Just a week left now for New Yorkers to visit Ghosts in the Machine, an exhibition at the New Museum of fifty years of work based around "the constantly shifting relationship between humans, machines, and art" and tracing "the complex historical passage from the mechanical to the optical to the virtual". It stretches from "Jacob Mohr’s influencing machines to Emery Blagdon’s healing constructions", to "reconstructions of lost works and realizations of dystopian mechanical devices invented by figures like Franz Kafka", to work based around "dismantling the mechanics of vision in order to conceive new possibilities for seeing" such as Op Art and Stan VanDerBeek’s Movie-Drome ("an immersive cinematic environment where the viewer is bathed in a constant stream of moving images"), to recent artists like Mark Leckey, Henrik Olesen, and Christopher Williams, whose works "display a fascination with earlier machines and the types of knowledge and experiences that are lost as we move from one era to the next, constantly dreaming up new futures that will never arrive."

Reminded me of this book I picked up recently:

 Published in 1973, written most likely in 1970-71, and, crucially, based on the 1960s.

As the contents pages indicate:


Like so many Zeitgeist-snapshot books (and there are loads of examples of this in terms of big-picture rock books - including a few of my own) it projects forward from what seem to be the most era-defining and progressive tendencies of the present (which by the time the book comes out is the immediate past).
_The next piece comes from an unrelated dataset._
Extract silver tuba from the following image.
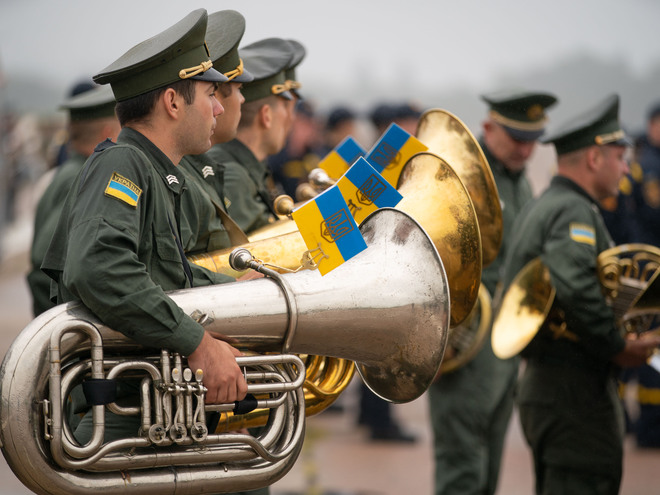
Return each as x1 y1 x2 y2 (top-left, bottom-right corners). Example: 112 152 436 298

Except that by then, other and usually radically different tendencies have emerged. Art and the Future's "prophecy" doesn't envision things like body art, performance art, appropriation art, or indeed most of the major trends and directions that would transpire in the Seventies and thereafter.

But it's full of exciting photographs and reproductions of work by artists, mostly long forgotten, that impart a retro-future frisson - specimens of kinetic art, computer art, early video art, and some of the same people covered by the Ghosts in the Machine exhibition, such as Hans Haacke.  I've been meaning to scan some of them in here, but in the meantime, here's a few from the web.

This first one is from Art and the Future itself

The rest are pictures, or Youtubes, of works by artists covered in the book.


Nicolas Schöffer was a musician as well as a kinetic art pioneer, and some years ago I stumbled on this record (later to be Creel Pone-d)

Released in 1979 on the Hungaroton label, it's an attempt to translate his plastic arts oriented theories about color and structure and space into sound: "to construct trapped time--in the same way as trapped space or trapped light information." The austere pulses and pure poised tones of pieces like "Chronosonor 5" are not so much music as sonic mobiles hanging in space.


  1. Re, Douglas Davis. Back in the early '70s, he was considered one of the pioneering video artists of the day, if not one of the fledgling medium's leading theoreticians. But his legacy seems to faded in the decade that followed, because I've seldomly seen him cited over the years. Long ago, I used to have a book of his various essays and art writings, none of which had dated very well. I'd never seen (or even heard about) the "Art and the Future" title.